What can they do to cut costs and increase revenue?

And, oh yeah, is Schadenfreude a sin?

The Guardian has recently been crusading against large donations from the London financial sector to the Conservative Party, describing in ominous tones the hedge fund managers who have passed millions to Tory coffers, and asking if such donations may influence the policy decisions of Prime Minster David Cameron’s Government.

Typical is a Guardian picture gallery, which portrayed, in unflattering profiles, some of the largest donors – often darkly noting their hedge fund ties.

Well, according to Guido Fawke’s Blog, it looks like the Guardian Media Group (GMG) has quite a cozy relationship with such fat cats, and indeed invested over £223 million in Hedge Funds during the height of the banking crisis, netting a cool £39 million – investments largely off shore from the UK and managed by an enormous, and highly secretive, assets management company (Cambridge Associates) whose client list includes billionaires and foreign governments.

Even more revealing, however, these funds are in addition to GMG assets held in Cayman Islands corporations where the rate of corporation tax is zero. Sources from Guido Fawke’s Blog suggest that GMG has between £300 million and £500 million held offshore. Such tax haven corporate vehicles are used to shield assets from tax.

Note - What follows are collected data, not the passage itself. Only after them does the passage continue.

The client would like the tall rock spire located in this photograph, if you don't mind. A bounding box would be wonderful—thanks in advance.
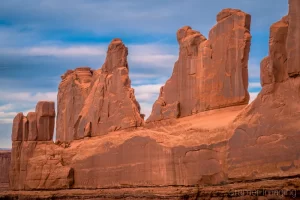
[56,39,144,142]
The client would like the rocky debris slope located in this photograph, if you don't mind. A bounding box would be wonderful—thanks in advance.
[10,102,74,190]
[56,39,144,143]
[0,151,10,190]
[147,9,251,122]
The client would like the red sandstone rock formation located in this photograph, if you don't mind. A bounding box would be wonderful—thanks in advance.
[7,0,300,195]
[56,67,93,142]
[260,16,289,86]
[147,9,251,122]
[227,0,300,181]
[56,39,144,143]
[0,151,10,190]
[287,0,300,77]
[10,102,73,190]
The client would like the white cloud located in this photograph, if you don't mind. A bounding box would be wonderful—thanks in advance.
[139,102,154,118]
[0,0,287,37]
[249,82,261,89]
[0,91,57,102]
[128,44,177,55]
[0,113,15,124]
[130,55,177,68]
[27,46,106,57]
[134,84,163,94]
[130,73,159,79]
[249,92,259,103]
[0,43,178,70]
[0,111,17,118]
[0,46,106,57]
[134,84,162,101]
[0,104,14,111]
[133,84,164,118]
[248,59,262,79]
[0,91,57,124]
[128,44,177,68]
[0,118,14,124]
[0,109,35,124]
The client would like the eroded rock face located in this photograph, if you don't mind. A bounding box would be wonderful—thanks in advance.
[56,67,93,143]
[287,0,300,77]
[8,1,300,193]
[147,9,251,122]
[228,0,300,182]
[74,39,143,139]
[260,16,289,86]
[10,101,74,190]
[56,39,144,142]
[0,151,10,189]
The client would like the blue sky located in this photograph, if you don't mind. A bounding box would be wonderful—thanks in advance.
[0,0,288,148]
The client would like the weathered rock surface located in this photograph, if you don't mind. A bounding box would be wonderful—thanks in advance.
[147,9,251,122]
[228,0,300,182]
[56,67,93,143]
[10,101,74,190]
[11,105,245,190]
[7,1,300,198]
[0,151,10,190]
[56,39,144,143]
[260,16,289,86]
[287,0,300,77]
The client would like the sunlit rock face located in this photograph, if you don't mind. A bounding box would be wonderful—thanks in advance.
[0,151,10,189]
[147,9,251,122]
[6,1,300,196]
[56,39,144,143]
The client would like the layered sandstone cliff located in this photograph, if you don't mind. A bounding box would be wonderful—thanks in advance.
[56,39,144,143]
[147,9,251,122]
[5,0,300,197]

Alan Rusbridger, Guardian’s Editor-in-Chief, by the way, sits on the Board which approved these investments – authorizing tax avoidance tactics which his paper has crusaded against, noting that such investments costs the UK billions in lost revenue.

In one Guardian expose, Brendan Barber, TUC (Trade Union Congress) general secretary, said:

“Tax avoidance is hollowing out the tax system. With the rest of us having to fill the tax gap left by Britain’s most wealthy, there is a real threat to the future of public services – especially as the recession takes its toll on normal tax flows.

The hypocrisy here is exquisite: a crusading “progressive” activist newspaper which routinely peddles in populist rhetoric about “afflicting the comfortable” and “comforting the afflicted” turns out to be quite comfortable failing to pay their fair share of taxes, thereby playing a major role in diluting the UK Treasury of funds necessary to alleviate the social problems they are always campaigning about.

I guess we can sum up the Guardian’s social mission this way: Do as I say, not as I do.

The Limousine Liberal’s defining modus operandi.